La pausa duró una milésima de más.

—Dijo que se iba a casa.

—Nour, disculpa que sea tan directo, pero seguro que sabes que el año pasado pasamos una mala racha.

—Dijo que se iba a casa —repitió Nour.

—Pero no vino, así que a casa es evidente que no fue.

—No.

—¿No qué? —dijo Mike.

—Que a casa no pudo haber ido —aclaró Nour.

—¿Sabes dónde está? —preguntó Mike—. No hace falta que me digas nada, pero si lo sabes, ¿puedo pedirte que la llames y le digas que se ponga en contacto conmigo? Basta con que me dé un toque, sólo para saber que está bien.

—A ver, dijo que se iba a casa.

—Vale, vale.

—Lo juro —añadió Nour—. No sé nada más. ¿Qué hora es?

—Casi las diez.

—Aún es pronto. Volverá a casa. A lo mejor se cruzó con alguna vieja amiga y se les hizo tarde y se quedó a dormir en el sofá, ya sabes cómo van esas cosas. Seguro que hay una explicación lógica.

—Sí —dijo Mike.

—No puede haberle pasado nada.

—No.

—Porque entonces estaría en el hospital —continuó Nour.

—Sí.

—Dentro de una hora estará en casa, te lo prometo.

Mike no dijo nada. Nour se preguntó si estaba llorando.

—Oye… —empezó con voz amable.

—No tengo fuerzas para esto —dijo él—. No tengo fuerzas.

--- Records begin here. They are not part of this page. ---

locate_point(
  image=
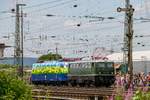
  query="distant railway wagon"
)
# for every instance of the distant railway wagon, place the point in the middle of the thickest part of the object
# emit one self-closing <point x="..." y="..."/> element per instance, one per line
<point x="52" y="72"/>
<point x="82" y="73"/>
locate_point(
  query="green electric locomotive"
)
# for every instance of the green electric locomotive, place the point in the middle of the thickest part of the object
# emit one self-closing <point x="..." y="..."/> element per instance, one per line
<point x="96" y="73"/>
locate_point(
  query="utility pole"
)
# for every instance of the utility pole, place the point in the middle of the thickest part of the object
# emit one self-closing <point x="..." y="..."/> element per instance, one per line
<point x="125" y="46"/>
<point x="129" y="37"/>
<point x="18" y="50"/>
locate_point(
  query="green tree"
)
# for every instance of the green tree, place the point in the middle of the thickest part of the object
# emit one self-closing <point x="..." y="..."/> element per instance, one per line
<point x="12" y="88"/>
<point x="49" y="56"/>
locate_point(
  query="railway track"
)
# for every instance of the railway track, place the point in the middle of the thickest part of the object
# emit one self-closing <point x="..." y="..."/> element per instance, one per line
<point x="73" y="92"/>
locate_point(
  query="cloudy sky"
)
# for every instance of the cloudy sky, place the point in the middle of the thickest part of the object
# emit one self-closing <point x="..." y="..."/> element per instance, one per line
<point x="78" y="28"/>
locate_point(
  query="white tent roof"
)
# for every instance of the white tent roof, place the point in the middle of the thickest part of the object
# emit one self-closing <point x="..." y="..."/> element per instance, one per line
<point x="137" y="56"/>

—Mike, escúchame. No te imagines lo peor, no hay motivo para ello. Lo más probable es que se le hiciera tarde y que no quisiera despertarte, y después se quedó dormida y ahora sigue durmiendo… ¿No te ha mandado ningún mensaje?

—No.

La voz de Mike era tan frágil que Nour apenas la oyó.

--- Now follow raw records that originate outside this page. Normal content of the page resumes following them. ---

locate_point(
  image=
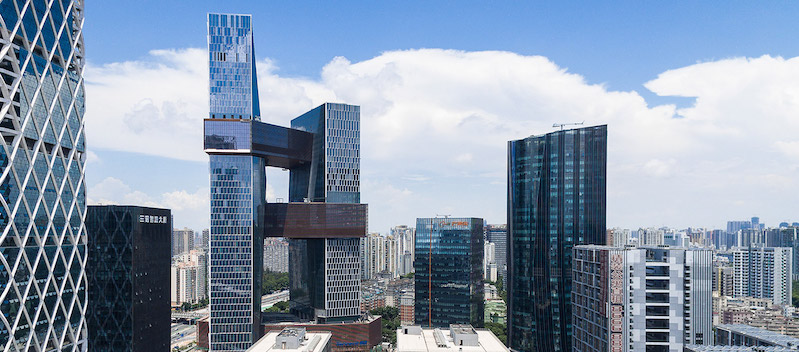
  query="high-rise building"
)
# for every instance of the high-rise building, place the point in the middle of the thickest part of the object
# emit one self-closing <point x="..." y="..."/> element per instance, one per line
<point x="128" y="276"/>
<point x="189" y="278"/>
<point x="556" y="200"/>
<point x="763" y="272"/>
<point x="735" y="226"/>
<point x="618" y="237"/>
<point x="182" y="241"/>
<point x="206" y="235"/>
<point x="498" y="235"/>
<point x="374" y="255"/>
<point x="489" y="251"/>
<point x="449" y="271"/>
<point x="323" y="220"/>
<point x="641" y="299"/>
<point x="723" y="280"/>
<point x="43" y="242"/>
<point x="651" y="236"/>
<point x="276" y="255"/>
<point x="392" y="257"/>
<point x="405" y="237"/>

—Tiene el teléfono apagado —añadió con voz hiposa.

—Puede que se le haya acabado la batería —dijo Nour—. Seguro que hay mil explicaciones. Puedo hacer una ronda de llamadas para ver. ¿Quieres que lo haga?

—Sería genial.

—Vale, pues hacemos eso. Pero independientemente de la excusa que tenga, tiene que llamarte. Está mal, muy mal. Y tú no tienes por qué sentirte estúpido, ¿me oyes? Es ella la que la ha cagado, no tú. ¿Vale?